2. Description of the Related Art
As power becomes more important for integrated transceivers, lower power supply voltages will be used. As a result of this trend, many problems surface. When designing low-noise amplifier (LNA) circuits, maintaining linearity in the presence of a large signal is particularly difficult with ever shrinking power supply voltages. In order to maintain linearity, one must allow the bias to provide a constant voltage to the device regardless of the current required to maintain that voltage. For discrete LNAs, this problem has been solved simply by using a large inductor to provide bias from the power supply. This approach, however, is not easily done with integrated circuit LNAs. The primary reason for this difficulty is that large inductors require large amounts of area and are therefore very expensive to make.
FIG. 1 shows a schematic diagram of a prior-art LNA. In this figure, the bias currents are defined by all capital letters and the ac signal currents are defined by lower case letters. The emitter current I.sub.e is the sum of the bias current I.sub.BIAS, the ac signal base current i.sub.b, the average collector current I.sub.C, and the ac signal collector current i.sub.c, where I.sub.C is defined as Beta*I.sub.BIAS, i.sub.c is defined as Beta*I.sub.b, and Beta is defined as the low-frequency current gain.
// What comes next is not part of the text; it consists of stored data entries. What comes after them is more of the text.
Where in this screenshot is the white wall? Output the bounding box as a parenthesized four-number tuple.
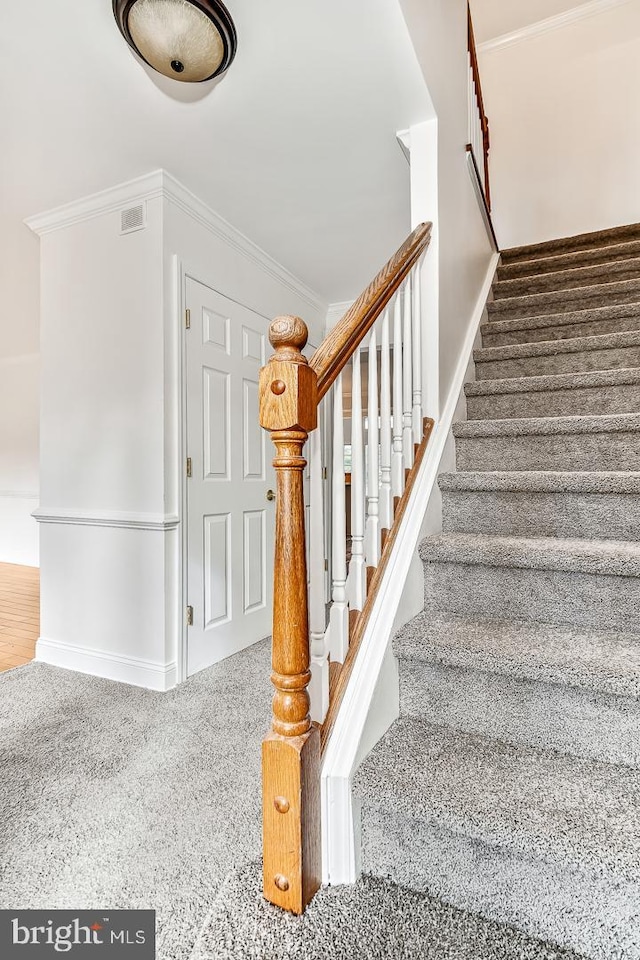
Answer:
(478, 2, 640, 249)
(0, 224, 41, 566)
(399, 0, 495, 409)
(29, 171, 326, 690)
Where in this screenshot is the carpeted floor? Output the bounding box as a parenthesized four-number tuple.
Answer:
(0, 642, 583, 960)
(0, 642, 271, 960)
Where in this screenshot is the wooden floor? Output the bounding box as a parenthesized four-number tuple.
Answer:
(0, 563, 39, 673)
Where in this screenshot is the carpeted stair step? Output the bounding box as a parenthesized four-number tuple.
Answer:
(475, 329, 640, 380)
(480, 303, 640, 347)
(487, 277, 640, 322)
(493, 257, 640, 300)
(394, 613, 640, 768)
(419, 532, 640, 632)
(453, 413, 640, 472)
(498, 238, 640, 281)
(501, 221, 640, 265)
(439, 470, 640, 540)
(465, 368, 640, 419)
(353, 717, 640, 960)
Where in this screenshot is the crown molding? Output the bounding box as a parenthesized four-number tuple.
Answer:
(325, 300, 354, 333)
(478, 0, 633, 53)
(24, 170, 327, 316)
(32, 507, 179, 531)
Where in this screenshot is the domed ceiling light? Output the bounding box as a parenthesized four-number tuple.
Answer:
(113, 0, 237, 82)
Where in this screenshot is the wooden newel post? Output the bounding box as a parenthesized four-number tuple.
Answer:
(259, 315, 321, 914)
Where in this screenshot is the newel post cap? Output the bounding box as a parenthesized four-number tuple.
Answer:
(259, 316, 318, 433)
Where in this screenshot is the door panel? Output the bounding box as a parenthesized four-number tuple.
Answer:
(186, 278, 274, 676)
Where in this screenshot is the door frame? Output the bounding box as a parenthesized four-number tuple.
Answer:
(173, 256, 274, 684)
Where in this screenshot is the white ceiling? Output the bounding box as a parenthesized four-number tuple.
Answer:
(470, 0, 598, 44)
(0, 0, 430, 307)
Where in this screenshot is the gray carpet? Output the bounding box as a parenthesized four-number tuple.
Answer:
(0, 645, 575, 960)
(192, 861, 581, 960)
(0, 643, 272, 960)
(355, 224, 640, 959)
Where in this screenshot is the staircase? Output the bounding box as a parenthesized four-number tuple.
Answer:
(353, 224, 640, 959)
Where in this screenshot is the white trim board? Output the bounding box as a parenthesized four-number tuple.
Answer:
(24, 170, 326, 317)
(32, 508, 179, 531)
(36, 637, 177, 692)
(478, 0, 633, 53)
(0, 491, 39, 501)
(320, 250, 500, 885)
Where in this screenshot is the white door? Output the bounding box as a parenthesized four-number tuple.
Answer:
(185, 278, 275, 676)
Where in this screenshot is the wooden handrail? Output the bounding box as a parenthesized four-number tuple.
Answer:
(259, 224, 433, 917)
(310, 223, 432, 401)
(468, 3, 491, 211)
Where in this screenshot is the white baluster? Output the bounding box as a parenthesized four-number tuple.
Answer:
(412, 266, 423, 445)
(379, 307, 393, 532)
(392, 295, 405, 501)
(365, 327, 380, 568)
(308, 425, 329, 723)
(348, 348, 367, 611)
(328, 376, 348, 663)
(403, 280, 414, 470)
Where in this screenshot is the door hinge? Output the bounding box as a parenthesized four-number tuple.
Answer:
(186, 605, 194, 626)
(323, 467, 328, 480)
(185, 308, 191, 329)
(324, 559, 329, 572)
(186, 457, 192, 478)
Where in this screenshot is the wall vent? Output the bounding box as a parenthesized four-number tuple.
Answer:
(119, 203, 146, 235)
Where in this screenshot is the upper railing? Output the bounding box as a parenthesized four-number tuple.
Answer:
(467, 2, 491, 212)
(258, 223, 433, 914)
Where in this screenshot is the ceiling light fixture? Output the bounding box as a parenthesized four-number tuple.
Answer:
(113, 0, 237, 82)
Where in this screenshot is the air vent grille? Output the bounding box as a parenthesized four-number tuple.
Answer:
(120, 203, 146, 235)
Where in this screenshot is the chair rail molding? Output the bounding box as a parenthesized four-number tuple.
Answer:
(32, 507, 179, 530)
(478, 0, 633, 54)
(320, 249, 500, 884)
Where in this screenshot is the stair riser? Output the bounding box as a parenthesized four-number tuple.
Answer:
(494, 263, 640, 300)
(360, 812, 639, 960)
(455, 431, 640, 472)
(498, 243, 640, 281)
(442, 489, 640, 541)
(398, 660, 640, 769)
(481, 315, 640, 347)
(422, 560, 640, 632)
(467, 382, 640, 419)
(476, 344, 640, 380)
(488, 285, 640, 322)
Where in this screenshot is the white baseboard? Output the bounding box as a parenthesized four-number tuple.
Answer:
(36, 637, 177, 692)
(320, 250, 500, 885)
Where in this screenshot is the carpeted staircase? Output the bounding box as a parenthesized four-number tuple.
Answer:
(354, 223, 640, 960)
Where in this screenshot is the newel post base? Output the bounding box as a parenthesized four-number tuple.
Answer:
(259, 315, 321, 914)
(262, 728, 321, 913)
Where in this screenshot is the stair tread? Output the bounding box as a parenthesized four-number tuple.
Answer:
(466, 366, 640, 397)
(483, 302, 640, 334)
(453, 411, 640, 438)
(498, 239, 640, 280)
(494, 257, 640, 299)
(502, 222, 640, 262)
(418, 531, 640, 576)
(475, 328, 640, 362)
(354, 716, 640, 884)
(393, 613, 640, 700)
(488, 277, 640, 318)
(439, 470, 640, 494)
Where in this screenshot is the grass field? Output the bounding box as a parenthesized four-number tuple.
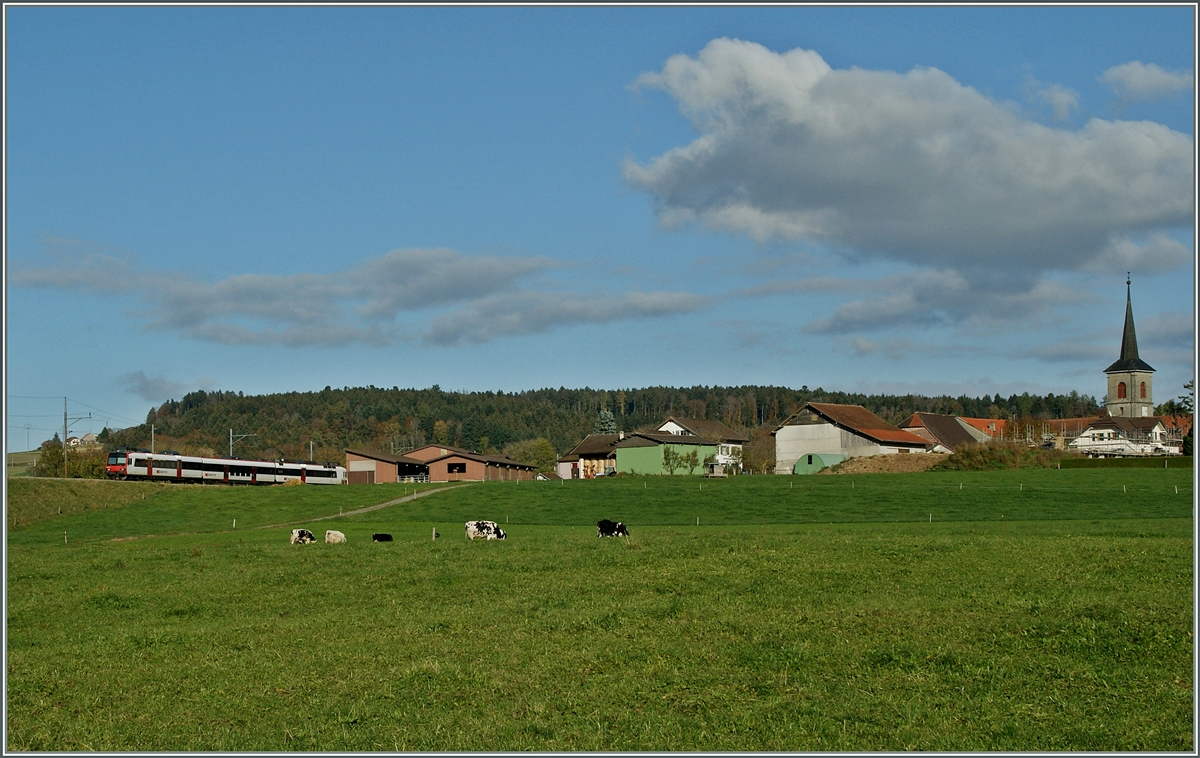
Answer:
(6, 470, 1195, 751)
(5, 451, 40, 479)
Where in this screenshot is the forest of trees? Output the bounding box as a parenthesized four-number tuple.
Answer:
(99, 383, 1105, 466)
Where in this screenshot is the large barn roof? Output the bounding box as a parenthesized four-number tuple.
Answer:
(788, 402, 930, 447)
(899, 412, 980, 452)
(614, 432, 719, 449)
(562, 434, 621, 459)
(344, 448, 427, 466)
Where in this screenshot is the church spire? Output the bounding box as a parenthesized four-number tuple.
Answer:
(1105, 274, 1155, 374)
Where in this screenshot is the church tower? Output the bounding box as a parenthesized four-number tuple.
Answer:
(1104, 276, 1155, 417)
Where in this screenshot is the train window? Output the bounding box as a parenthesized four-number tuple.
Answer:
(107, 453, 125, 466)
(182, 461, 203, 471)
(203, 462, 225, 473)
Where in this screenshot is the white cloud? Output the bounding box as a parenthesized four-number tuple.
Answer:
(846, 335, 986, 361)
(1032, 83, 1079, 121)
(1101, 61, 1194, 104)
(627, 39, 1193, 282)
(13, 247, 710, 347)
(798, 271, 1084, 334)
(1139, 310, 1196, 349)
(1081, 234, 1194, 276)
(424, 290, 710, 346)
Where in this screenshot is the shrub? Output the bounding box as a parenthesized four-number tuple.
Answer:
(931, 442, 1077, 471)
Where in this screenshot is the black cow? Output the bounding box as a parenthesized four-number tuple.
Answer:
(596, 519, 629, 538)
(372, 533, 393, 542)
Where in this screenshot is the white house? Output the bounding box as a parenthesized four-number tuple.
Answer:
(655, 417, 748, 471)
(1068, 417, 1179, 457)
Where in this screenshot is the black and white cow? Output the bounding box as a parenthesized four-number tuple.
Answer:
(372, 533, 393, 542)
(290, 528, 316, 544)
(465, 520, 506, 540)
(596, 519, 629, 538)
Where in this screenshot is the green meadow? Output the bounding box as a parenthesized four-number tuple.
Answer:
(6, 470, 1194, 751)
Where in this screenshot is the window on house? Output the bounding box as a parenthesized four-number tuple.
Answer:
(447, 462, 466, 474)
(1140, 382, 1146, 399)
(1117, 382, 1127, 399)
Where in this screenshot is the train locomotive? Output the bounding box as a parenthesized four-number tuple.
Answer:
(105, 449, 347, 485)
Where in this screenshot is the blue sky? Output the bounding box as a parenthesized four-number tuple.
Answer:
(5, 6, 1195, 448)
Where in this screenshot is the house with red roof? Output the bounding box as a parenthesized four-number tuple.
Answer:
(899, 412, 990, 453)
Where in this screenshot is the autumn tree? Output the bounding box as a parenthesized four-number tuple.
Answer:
(33, 435, 63, 478)
(433, 420, 450, 445)
(741, 427, 775, 475)
(503, 438, 558, 472)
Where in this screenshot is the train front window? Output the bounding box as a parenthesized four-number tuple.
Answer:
(107, 453, 125, 466)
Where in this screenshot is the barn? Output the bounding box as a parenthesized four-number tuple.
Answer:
(772, 402, 930, 475)
(344, 448, 429, 484)
(345, 443, 537, 483)
(899, 412, 990, 453)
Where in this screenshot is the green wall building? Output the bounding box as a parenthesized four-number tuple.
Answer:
(615, 433, 718, 475)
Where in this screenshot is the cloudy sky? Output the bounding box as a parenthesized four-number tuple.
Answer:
(5, 6, 1195, 448)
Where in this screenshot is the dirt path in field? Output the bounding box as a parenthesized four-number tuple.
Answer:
(256, 483, 474, 530)
(106, 483, 474, 541)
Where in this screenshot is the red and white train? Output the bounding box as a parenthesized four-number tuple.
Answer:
(105, 449, 347, 485)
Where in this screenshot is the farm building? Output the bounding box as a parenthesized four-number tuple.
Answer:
(557, 433, 621, 479)
(345, 444, 536, 483)
(791, 452, 847, 475)
(899, 412, 990, 453)
(345, 448, 430, 484)
(959, 417, 1007, 438)
(614, 432, 718, 476)
(426, 451, 536, 482)
(654, 417, 748, 471)
(772, 402, 930, 475)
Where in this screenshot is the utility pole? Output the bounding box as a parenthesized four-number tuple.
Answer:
(309, 440, 314, 462)
(63, 398, 91, 478)
(151, 424, 155, 453)
(230, 428, 256, 457)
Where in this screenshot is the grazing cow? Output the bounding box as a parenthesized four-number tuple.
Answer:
(465, 520, 506, 540)
(290, 528, 316, 545)
(325, 530, 346, 544)
(596, 519, 629, 538)
(372, 533, 393, 542)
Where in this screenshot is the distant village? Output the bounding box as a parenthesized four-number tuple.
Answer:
(341, 281, 1190, 484)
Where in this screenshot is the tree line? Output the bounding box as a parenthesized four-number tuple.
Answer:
(89, 384, 1105, 468)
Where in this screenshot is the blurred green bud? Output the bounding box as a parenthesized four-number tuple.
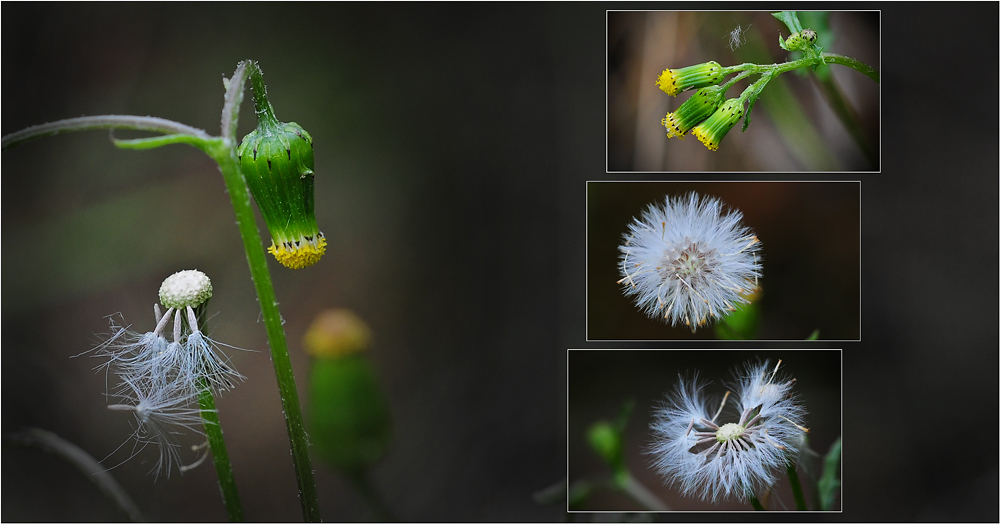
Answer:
(304, 308, 373, 359)
(587, 421, 622, 468)
(308, 354, 393, 476)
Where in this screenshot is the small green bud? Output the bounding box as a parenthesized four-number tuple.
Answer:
(655, 61, 724, 97)
(662, 85, 726, 139)
(784, 29, 817, 51)
(238, 100, 324, 269)
(691, 98, 744, 151)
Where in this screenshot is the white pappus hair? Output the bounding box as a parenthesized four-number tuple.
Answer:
(618, 192, 762, 331)
(647, 359, 808, 503)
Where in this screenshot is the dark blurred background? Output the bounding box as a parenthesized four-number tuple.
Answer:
(608, 11, 880, 172)
(1, 3, 997, 523)
(588, 182, 860, 340)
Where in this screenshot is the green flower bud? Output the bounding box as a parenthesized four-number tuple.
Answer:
(655, 61, 724, 97)
(662, 85, 726, 139)
(784, 29, 818, 51)
(238, 99, 324, 269)
(691, 98, 744, 151)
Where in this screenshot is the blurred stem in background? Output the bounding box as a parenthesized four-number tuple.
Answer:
(5, 428, 147, 522)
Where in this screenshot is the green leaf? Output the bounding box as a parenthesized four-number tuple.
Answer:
(740, 74, 771, 133)
(772, 11, 803, 34)
(715, 301, 760, 339)
(818, 437, 842, 510)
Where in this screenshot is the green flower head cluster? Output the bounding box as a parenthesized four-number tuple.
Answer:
(661, 86, 727, 139)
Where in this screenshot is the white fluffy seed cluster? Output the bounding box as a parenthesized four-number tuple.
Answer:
(158, 270, 213, 309)
(648, 360, 808, 503)
(618, 192, 762, 331)
(91, 270, 243, 478)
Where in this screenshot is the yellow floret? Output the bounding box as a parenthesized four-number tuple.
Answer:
(655, 69, 681, 96)
(268, 236, 327, 269)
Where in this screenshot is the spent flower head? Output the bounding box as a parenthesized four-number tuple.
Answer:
(618, 192, 762, 331)
(90, 270, 245, 477)
(648, 359, 808, 503)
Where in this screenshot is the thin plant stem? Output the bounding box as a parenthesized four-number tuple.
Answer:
(786, 462, 807, 511)
(617, 472, 671, 511)
(211, 60, 322, 522)
(197, 384, 244, 522)
(1, 115, 211, 150)
(6, 428, 146, 522)
(749, 494, 765, 511)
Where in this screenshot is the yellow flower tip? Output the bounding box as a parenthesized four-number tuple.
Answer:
(656, 69, 680, 96)
(303, 308, 372, 358)
(692, 125, 719, 151)
(269, 235, 327, 269)
(662, 113, 687, 139)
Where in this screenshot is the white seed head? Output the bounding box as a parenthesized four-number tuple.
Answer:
(716, 422, 744, 442)
(648, 359, 808, 503)
(159, 270, 213, 309)
(618, 193, 762, 331)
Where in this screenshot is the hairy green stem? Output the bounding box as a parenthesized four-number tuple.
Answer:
(725, 51, 879, 84)
(1, 115, 210, 150)
(197, 385, 244, 521)
(214, 60, 321, 522)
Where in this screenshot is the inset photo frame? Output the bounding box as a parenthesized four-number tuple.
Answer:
(587, 181, 860, 341)
(607, 10, 880, 172)
(567, 349, 842, 512)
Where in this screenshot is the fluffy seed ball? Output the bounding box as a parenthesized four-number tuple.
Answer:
(618, 193, 762, 331)
(647, 360, 808, 503)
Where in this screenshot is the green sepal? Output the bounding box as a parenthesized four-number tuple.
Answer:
(308, 354, 393, 476)
(237, 120, 318, 245)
FIG. 2 shows a graphical representation of the base voltage (in volts) at transistor B11 of FIG. 1 as a function of time (in nanoseconds) for input signals having different amplitudes (i.e., 0.001V, 0.101V, 0.201V, 0.301V, and 0.401V) at a power supply voltage V.sub.CC of 2.7V. As can be seen from FIG. 2, as the input signal level increases, the average base voltage decreases. This is caused by a limited I.sub.BIAS. The average base voltage is a function of the average available current at the base. As the signal level increases, the result is a demand for more average bias current I.sub.BIAS. This demand for a higher I.sub.BIAS is due to the requirement that transistor B11 must maintain a constant gain. To maintain a constant gain for an increasing input signal, transistor B11 must have an increasing average collector current I.sub.C. Since the average base current is directly proportional to the average collector current, more I.sub.BIAS is required. As a result, the constant current source is unable to meet the demand of average base current for large input signals, the steady-state base voltage decreases, and the device experiences premature gain compression.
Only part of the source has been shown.